The Rule of 72 is well known: Divide 72 by a rate of return to get the number of years for your money to double. Example: at 4.5% return it will take 72/4.5= 16 years to double your money
Here are a few more quick calculations:
Cost Before Taxes
Multiply an item’s cost by 1.4 to figure out what you need to earn before taxes to afford it
Example: A $250 Nintendo Wii will require 250*1.4= $350 in pre-tax earnings
Hourly Rate to Yearly Salary
Double your hourly rate and add three zeros to get approximate yearly salary
Example: at $20/hour, you make about 20*2 = 40 –> $40,000 per year
Yearly Salary to Hourly Rate
Opposite of above: Remove three zeros from your yearly salary and cut in half to get an approximate hourly rate
Example: at $60,000 per year you make about 60,000 –> 60/2 = $30/hour
Current Spending Versus Nest Egg Worth
Add a zero to the cost
Example: Using $2,000 for a new computer today would have been worth 2,000 –> $20,000 in a retirement account 30 years from now.

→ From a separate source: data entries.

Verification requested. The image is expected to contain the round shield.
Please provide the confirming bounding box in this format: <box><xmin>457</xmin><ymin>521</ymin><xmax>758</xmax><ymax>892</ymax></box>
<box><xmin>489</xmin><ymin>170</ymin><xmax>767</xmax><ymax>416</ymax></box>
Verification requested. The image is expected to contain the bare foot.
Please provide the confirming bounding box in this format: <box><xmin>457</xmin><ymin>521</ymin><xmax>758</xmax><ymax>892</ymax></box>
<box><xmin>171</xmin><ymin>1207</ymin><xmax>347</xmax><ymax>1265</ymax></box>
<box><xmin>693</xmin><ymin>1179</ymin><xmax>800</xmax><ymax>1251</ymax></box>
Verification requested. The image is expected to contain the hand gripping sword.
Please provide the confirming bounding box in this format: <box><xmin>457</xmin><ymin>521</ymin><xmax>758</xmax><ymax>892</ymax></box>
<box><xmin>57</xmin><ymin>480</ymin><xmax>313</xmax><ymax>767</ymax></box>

Calculations assume a 40 hour work week, 8% investment return, and 28% tax bracket.
If you enjoyed this post, subscribe to my feed via RSS or email.
You can support Richer by the Day by visiting our advertisers and sponsors. A thumbs up from any StumbleUpon users would also be greatly appreciated.
Related Posts
ToolsFinancial Rules of Thumb Stink
ING Your Number
Getting the Maximum Out of Your Company’s 401K Match (Updated)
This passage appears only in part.